Zimbabwe has plans to cut poaching off at its source—quite literally. In a last ditch effort to protect its dwindling rhino populations, the country announced that every rhino living in its national parks will be dehorned by the end of the year.
Approximately 800 black and white rhinos are managed by the Zimbabwe Parks and Wildlife Management Authority. Between 2007 and 2009, one quarter of the country's rhinos were illegally killed for their horns. Last year, poachers killed 50 individuals, despite threats from Zimbabwe's minister of environment that stricter criminal sentences would be enforced.
"Our strategy is to try and save the rhino, if the poachers know that the rhino at national park here does not have horns, he is unlikely to come here and kill it," Cephas Mudenda, a board member of the Zimbabwe Parks and Wildlife Management Authority, told Bloomberg last week.
Without a doubt, dehorning is one of the most controversial anti-poaching strategies. When performed safely by a veterinarian, the process removes 90 to 93 percent of the rhino's horns, which are made up of keratin, like our hair and fingernails. In theory, once the incentive for poaching the animal is removed, the demand for killing them will decrease. According to Reuters, removing the horns of a single rhino can cost nearly $1,200.

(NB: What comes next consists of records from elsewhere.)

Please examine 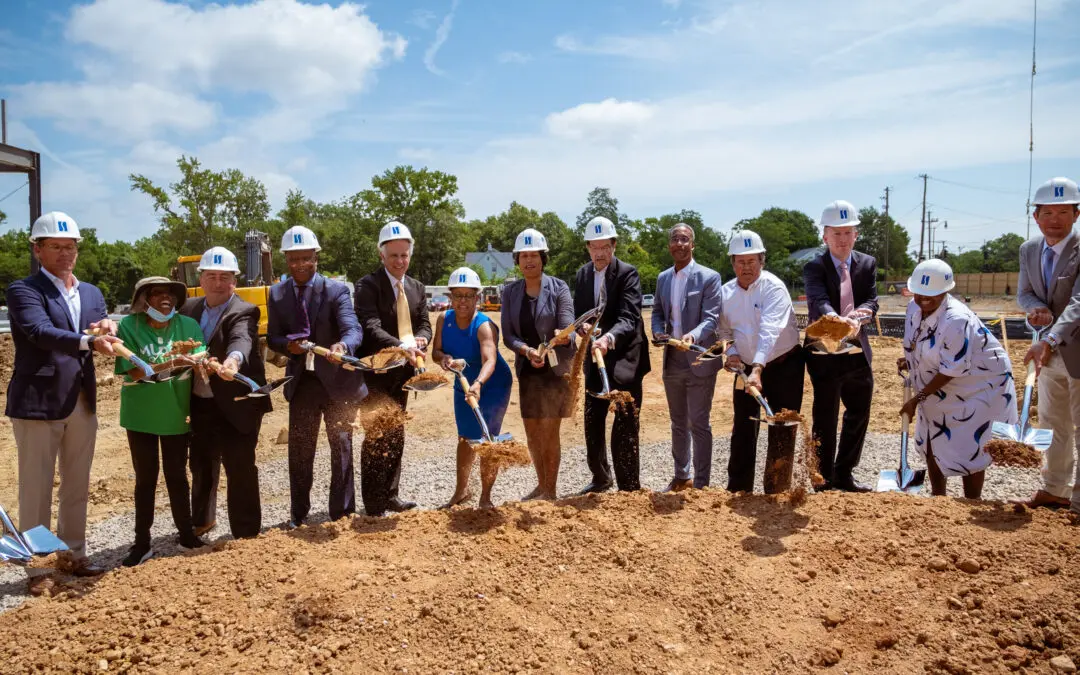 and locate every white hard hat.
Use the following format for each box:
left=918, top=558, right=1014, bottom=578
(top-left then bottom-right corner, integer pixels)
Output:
left=448, top=267, right=482, bottom=289
left=197, top=246, right=240, bottom=273
left=378, top=221, right=414, bottom=246
left=281, top=226, right=321, bottom=253
left=907, top=259, right=955, bottom=297
left=818, top=200, right=861, bottom=228
left=728, top=230, right=766, bottom=255
left=584, top=216, right=617, bottom=242
left=513, top=228, right=548, bottom=253
left=1033, top=177, right=1080, bottom=206
left=30, top=211, right=82, bottom=242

But vocal critics of dehorning, such as the conservation organization Save the Rhino, are skeptical of its ability to effectively deter poachers. When rhinos in Zimbabwe's Hwange National Park were dehorned during the 1990s, the group noted, the majority of them were killed one year later. In 2011, two dehorned rhinos were poached less than a week after the procedure occurred.

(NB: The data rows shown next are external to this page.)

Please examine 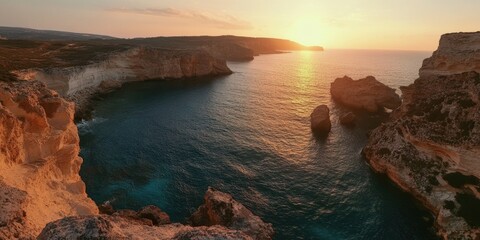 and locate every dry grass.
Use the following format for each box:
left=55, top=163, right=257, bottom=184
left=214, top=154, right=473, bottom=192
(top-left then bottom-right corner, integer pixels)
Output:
left=0, top=40, right=131, bottom=71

Once removed, a rhino's horns will grow back at a rate of three to four inches per year, which makes this tactic impermanent and expensive. And, as the World Wildlife Fund has argued, approximately 5 percent of rhinos die under sedation. Because it's so difficult to determine how wild animals will react to sedatives, each operation is a risk that some organizations deem too risky.
Some biologists also believe that dehorning rhinos can prevent them from behaving naturally. A recent survey, funded by South Africa's Department of Environmental Affairs in 2011, suggested the social impacts of dehorning were also significant. Dominance in male black rhinos, for instance, is closely tied to horn length. And in smaller populations, it may be difficult for rhinos to establish a hierarchy if all of the animals' horns are removed.
However, even critics will admit that in the face of extreme adversity, there may be no better option. Dehorning could work, according to Save the Rhinos, if paired with another anti-poaching strategy, such as armed security forces. Recently, park rangers in Zimbabwe have started using military-style weapons to combat poachers in the field.
"Dehorning is not a significant issue for rhinos in terms of behavior and reproductive health," Raoul du Toit, director of Zimbabwe's Lowveld Rhino Trust, once told Real Clear Science. "The evolutionary advantages of possessing a horn were developed before AK-47s were invented and are not such advantages now."
Rhino horn was once coveted by practitioners of traditional medicine who mistook it as an aphrodisiac. Today, it's most commonly viewed as a symbol of status and wealth. There is no scientific evidence to suggest that rhino horn provides any sort of medicinal benefit. Many conservationists are now focusing on educating communities about the plight of rhinos, in order to reduce demand for their horns.
Approximately 100 rhinos live in Zimbabwe's state game parks, and authorities are now attempting to dehorn them. Rhinos that are found in private game reserves, however, will not be included in the purge, according to Lisa Marabini, director of operations at Aware Trust Zimbabwe.
"We want to send a message to poachers that they will not get much if they come to Zimbabwe."